INTRODUCTION: Ceramides are lipids that serve as key structural components of cell membranes and regulate cell proliferation, differentiation, and apoptosis. Ceramide transfer proteins (CERTs) transport ceramide from the endoplasmic reticulum (ER) to the Golgi apparatus for sphingomyelin synthesis and signalling molecule production. CERTs are crucial for embryogenesis, brain development, and immunoglobulin-independent complement pathway activation. Recent studies show ceramides stabilize β- and γ-secretases, enzymes that cleave amyloid precursor protein (APP) to generate toxic amyloid-β (Aβ). Post-mortem Alzheimer’s disease brains exhibit increased ceramide and related enzymes, with decreased sphingomyelins in membrane lipid rafts. In vitro, CERT binds APP and modulates Aβ aggregation, while CERT-overexpressing mouse models show reduced Aβ formation and attenuated microglial proinflammatory responses.

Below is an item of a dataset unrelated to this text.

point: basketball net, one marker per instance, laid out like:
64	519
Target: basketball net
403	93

AIM(S): To investigate CERT’s cell-autonomous functions in microglia, given their role in Alzheimer’s disease and lipid dysregulation.

METHOD(S): We generated mice with floxed CERT1 alleles and excised CERT1 in microglia using Cx3cr1-Cre. Memory performance, microglial morphology (high-resolution microscopy), and inflammatory markers were assessed.

RESULTS: Microglia lacking CERT1 adopted an inflammatory morphology with elevated iNOS and CD68 expression, correlating with cognitive deficits in declarative memory tasks.

CONCLUSIONS: RNAseq analysis of purified microglia will elucidate molecular mechanisms underlying this phenotype.